Reconhece que "é provável" que "pouco se pode fazer quanto a isso", mas pelo menos faz um apelo "ao sentido de responsabilidade da comunicação social como veículo de mediatização da Justiça e também para dizer que é mais do que tempo de se estancar a violação do segredo de justiça e de se punirem os seus responsáveis".

A concluir a sua intervenção, Henrique Araújo assinalou que "uma das grandes preocupações dos tribunais comuns é o envelhecimento das magistraturas".

"Como tenho apontado em diversas ocasiões, o acesso às Relações e ao Supremo Tribunal faz-se muito tardiamente. A promoção ao Supremo verifica-se, em regra, quando já se está muito próximo da idade que permite a jubilação", assevera.

Paralelamente, "a saída de magistrados do sistema não tem sido compensada anualmente com a entrada de novos magistrados, uma vez que o número daqueles excede o destes".

Por isso "é preciso intervir já, nomeadamente através da alteração da lei de acesso ao Centro de Estudos Judiciários e do reforço da sua capacidade formativa. Esta é, provavelmente, a questão mais candente, mais prioritária".

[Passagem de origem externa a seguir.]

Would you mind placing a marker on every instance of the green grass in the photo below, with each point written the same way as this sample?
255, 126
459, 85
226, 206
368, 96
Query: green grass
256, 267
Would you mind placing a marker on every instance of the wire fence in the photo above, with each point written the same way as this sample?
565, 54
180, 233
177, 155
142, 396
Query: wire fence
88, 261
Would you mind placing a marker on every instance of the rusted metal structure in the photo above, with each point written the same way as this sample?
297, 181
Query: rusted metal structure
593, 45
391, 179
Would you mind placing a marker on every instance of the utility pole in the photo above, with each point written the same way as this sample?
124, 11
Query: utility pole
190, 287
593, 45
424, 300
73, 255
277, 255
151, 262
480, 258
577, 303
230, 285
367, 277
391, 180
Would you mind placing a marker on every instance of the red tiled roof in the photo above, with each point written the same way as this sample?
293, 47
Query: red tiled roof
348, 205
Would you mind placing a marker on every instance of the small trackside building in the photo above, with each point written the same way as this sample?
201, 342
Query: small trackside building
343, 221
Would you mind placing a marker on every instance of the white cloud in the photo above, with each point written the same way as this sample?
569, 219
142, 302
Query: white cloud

E deixa uma proposta que pode desagradar a alguns magistrados: "É necessário, em nome do princípio da transparência, repensar o regime das comissões de serviço de magistrados judiciais para cargos políticos ou para o exercício de funções relevantes de natureza política, tão nobres e dignas como as funções judiciais. Quando se escolhe a magistratura como profissão, essa escolha deve ter-se por definitiva. Se a vocação política despontar no percurso de magistrado, a opção por esse novo caminho não deverá permitir o regresso à judicatura".